African American Poetry: A Digital Anthology

Eugene Gordon, "Less Worldly Wise" (1930)

I gave her all I had, yet lacked enough
To satisfy her craving. What would she
Of me? What did she crave that reached beyond
My puny strength to give? I gave her love
And loyalty; I gave her promises
Of things that have their value in the soul:
Companionship through fair and stormy days;
Contentment in a world of discontent;
An understanding deep enough to see
The mainspring at the heart of all her moods.
Desires, passions, whimsicalities,
Small hates, dislikes, irrationalities,-
! promised these but that was not enough.

I saw her walking arm in arm one day
With one I did not know, a simple youth
Who hung upon her words, who scanned her face
For fleeting shades of mood, and clinging thus,
Responded like an instrument beneath
Skilled fingers. Her eyes glowed from a fire
Within her; ecstacy was in her face.
What was the secret that this youth possessed
Whose knowledge, put to use, could far transcend
All I had done or promised I would do?
I begged a word with her, --- ! begged who once
Received her favors freely, without stint,
As something due a lover. From her lips
I begged his secret; from her lips it came.

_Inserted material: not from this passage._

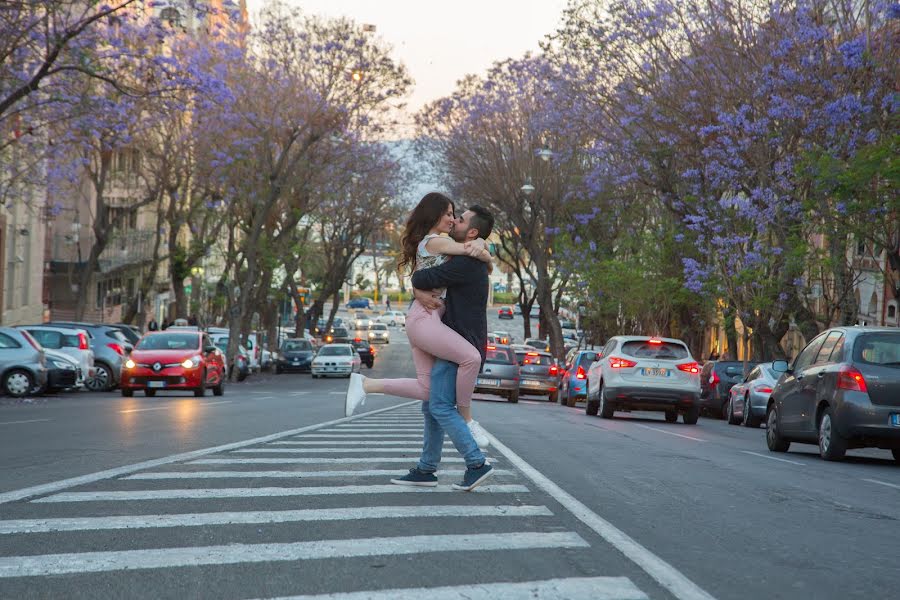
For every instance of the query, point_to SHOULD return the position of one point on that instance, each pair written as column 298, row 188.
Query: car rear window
column 881, row 348
column 499, row 356
column 661, row 350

"I do not know," she cried; "I do not know!
We live in worlds asunder: I above
And he below. His gaze is upward ever,
His eyes transfixed on my face in worship.
I have no love for him, but in my heart
Vast sympathies that bend and touch his head
Bowed at my feet. His adoration sings
Unto my woman's nature, touching me
To warm responses. Did you adore me?
No nor worship me. Your world was my own
And mine was yours. We were too much alike
Each to the other's moods and nuances.
There did not lie between us that vast field
Of difference and contrast from which springs
The attitude of worship. Thus I give
The content of the secret. He regards
Me as a being he may worship and adore
As saints adore angels. Is this so strange?

I see the adoration in his eyes
And weep that I am not less worldly wise.